I answered a question on Stack Overflow. Basically, it was about how to select every 1st and 4th element from a list, repeatedly. My answer was equivalent to what we shall name slow:

1
2
3
4
5
(define (slow xs)
  (match xs
    [(list a _ _ d more ...) (list* a d (slow more))]
    [(cons a _)              (list a)]
    [_                       (list)]))

It passed all these tests:

 1
 2
 3
 4
 5
 6
 7
 8
 9
10
11
(define (test f)
  (local-require rackunit)
  ;; Your example:
  (check-equal? (f '(0 1 2 3 4 5 6 7 8 9 10)) '(0 3 4 7 8))
  ;; Other tests:
  (check-equal? (f '())           '())
  (check-equal? (f '(0))          '(0))
  (check-equal? (f '(0 1))        '(0))
  (check-equal? (f '(0 1 2))      '(0))
  (check-equal? (f '(0 1 2 3))    '(0 3))
  (check-equal? (f '(0 1 2 3 4))  '(0 3 4)))

Later, I saw that uselpa posted a generalized, elegant answer using for/fold and in-cycle.

1
2
3
4
5
6
(define (pattern-filter pat lst)
  (reverse
   (for/fold ([res null])
             ([p (in-cycle pat)]
              [e (in-list lst)])
     (if p (cons e res) res))))

At which point a few things happened.

I was impressed by that answer. Wished I’d answered that way. Consoled myself, well, at least my bespoke pattern-specific version is probably somewhat faster. Right?

After feeling smug for a moment, I had a nagging feeling. Well shit. I should measure. See how much faster.

I measured. I was horrified how wrong I was.

1
2
3
4
5
6
7
8
9
(define bench
  (let ([xs (build-list 10000 values)])
    (λ (f)
      (for ([i 3]) (collect-garbage))
      (printf "Timing ~a ... " (object-name f))
      (time (void (f xs))))))

(bench slow)
;; Timing slow ... cpu time: 256 real time: 266 gc time: 46

Whereas uselpa’s partition-filter version was:

1
;; Timing partition-filter ... cpu time: 3 real time: 4 gc time: 0

WAT.

I rewrote it using cond, car, etc. — i.e. what I imagined match would expand to. That was as fast as I’d expected.

I scratched my head for a bit. On a hunch I tried a slightly different match pattern, which we’ll name fast:

 1
 2
 3
 4
 5
 6
 7
 8
 9
10
(define (fast xs)
  (match xs
    [(list* a _ _ d more) (list* a d (fast more))]
    [(cons a _)           (list a)]
    [_                    (list)]))

(bench slow)
;; Timing slow ... cpu time: 256 real time: 266 gc time: 46
(bench fast)
;; Timing fast ... cpu time: 1 real time: 0 gc time: 0

The difference?1

1
2
(list  this more ...)  ;; BAD
(list* this more)      ;; GOOD

All along I’d believed they’re equivalent. They’re not.2

In fact, if you double the test list length (from 10,000 to 20,000) the time quadruples (from 256 to about 1000).

Why?

As Jay McCarthy explained to me on IRC, (list this more ...) needs to test that the input is a list?, and cons up the elements to bind to more. Whereas (list* this more) doesn’t care if the input is a list — whatever it is just gets bound to more.

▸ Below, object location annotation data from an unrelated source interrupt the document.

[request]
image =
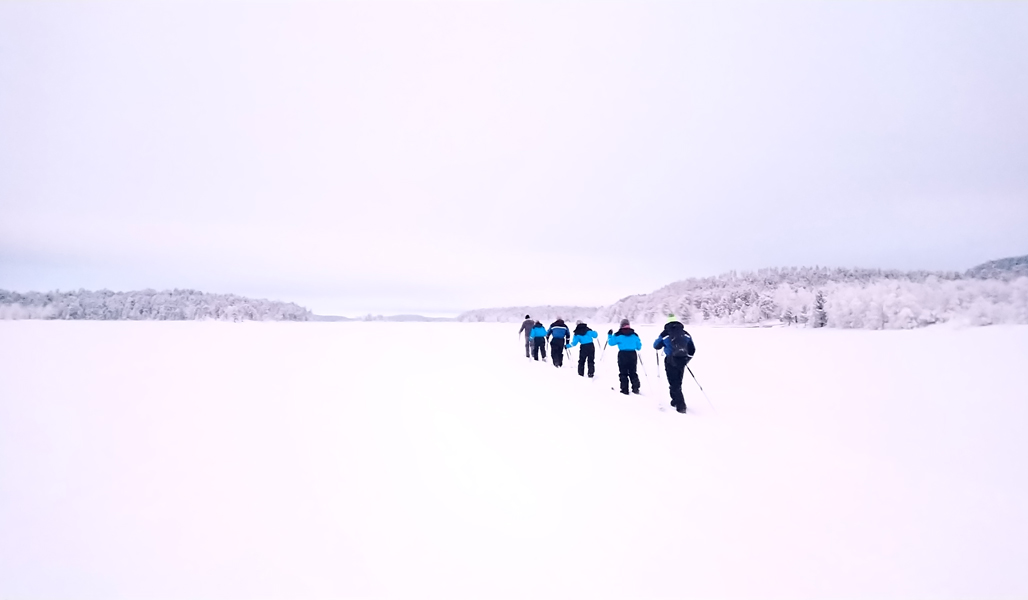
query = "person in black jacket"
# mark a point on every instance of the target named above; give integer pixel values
(558, 336)
(678, 349)
(587, 354)
(628, 344)
(526, 328)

The list* match pattern is like the list* function:

1
2
3
(list* 1 2 (list 3 4 5)) ;; '(1 2 3 4 5)
(list* 1 2 3)            ;; '(1 2 . 3)
(list* 1 2 "whatever")   ;; '(1 2 . "whatever")

Final thoughts

  1. I should write a blog post about this (done).

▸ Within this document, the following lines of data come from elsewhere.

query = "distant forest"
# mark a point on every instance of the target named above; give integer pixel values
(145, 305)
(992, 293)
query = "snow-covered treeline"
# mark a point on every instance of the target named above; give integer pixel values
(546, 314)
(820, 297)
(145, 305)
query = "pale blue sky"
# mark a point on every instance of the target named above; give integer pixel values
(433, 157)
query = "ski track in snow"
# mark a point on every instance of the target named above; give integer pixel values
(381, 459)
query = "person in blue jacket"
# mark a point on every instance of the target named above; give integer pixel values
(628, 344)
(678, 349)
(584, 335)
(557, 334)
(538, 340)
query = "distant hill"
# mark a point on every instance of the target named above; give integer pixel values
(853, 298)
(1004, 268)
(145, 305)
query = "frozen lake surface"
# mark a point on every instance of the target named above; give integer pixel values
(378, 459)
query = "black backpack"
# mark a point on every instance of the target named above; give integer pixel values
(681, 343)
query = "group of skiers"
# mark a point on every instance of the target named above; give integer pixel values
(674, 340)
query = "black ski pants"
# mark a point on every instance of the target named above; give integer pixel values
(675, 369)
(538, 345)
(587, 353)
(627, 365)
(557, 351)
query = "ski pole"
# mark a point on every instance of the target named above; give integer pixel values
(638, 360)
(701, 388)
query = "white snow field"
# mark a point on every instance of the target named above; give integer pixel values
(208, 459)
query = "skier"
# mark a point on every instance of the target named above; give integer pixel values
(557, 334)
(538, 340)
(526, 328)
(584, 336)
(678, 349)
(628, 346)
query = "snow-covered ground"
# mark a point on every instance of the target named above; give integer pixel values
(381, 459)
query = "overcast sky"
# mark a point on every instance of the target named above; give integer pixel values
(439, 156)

  2. I should submit a PR with a “Tip!” for the match documentation, in case this is non-obvious to anyone else.

  3. I wonder if match could optimize the special case of (list this more ...) to be (list* this more). Maybe there are subtleties (or not-so-subtleties) I’m overlooking. Update 2014–06–25: [done].

  4. Although my corrected version was indeed faster than pattern-filter, it’s almost immeasurably so on a list of 10,000 items. At 100,000 it starts to matter. In many applications, it would be N/A. In general, I think uselpa’s answer is best.

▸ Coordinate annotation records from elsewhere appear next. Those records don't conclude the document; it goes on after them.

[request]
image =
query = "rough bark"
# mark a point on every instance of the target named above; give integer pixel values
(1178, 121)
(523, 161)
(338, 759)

  1. Also I changed the second pattern from (list a _ ...) to (cons a _), although that test is only hit at the end so it hardly effects the run time in this case. 

  2. By the way, same issue with quasiquote patterns, which for instance I frequently use to destruct x-expressions. Instead of `(,this ,that ,more ...) use `(,this ,that . ,more)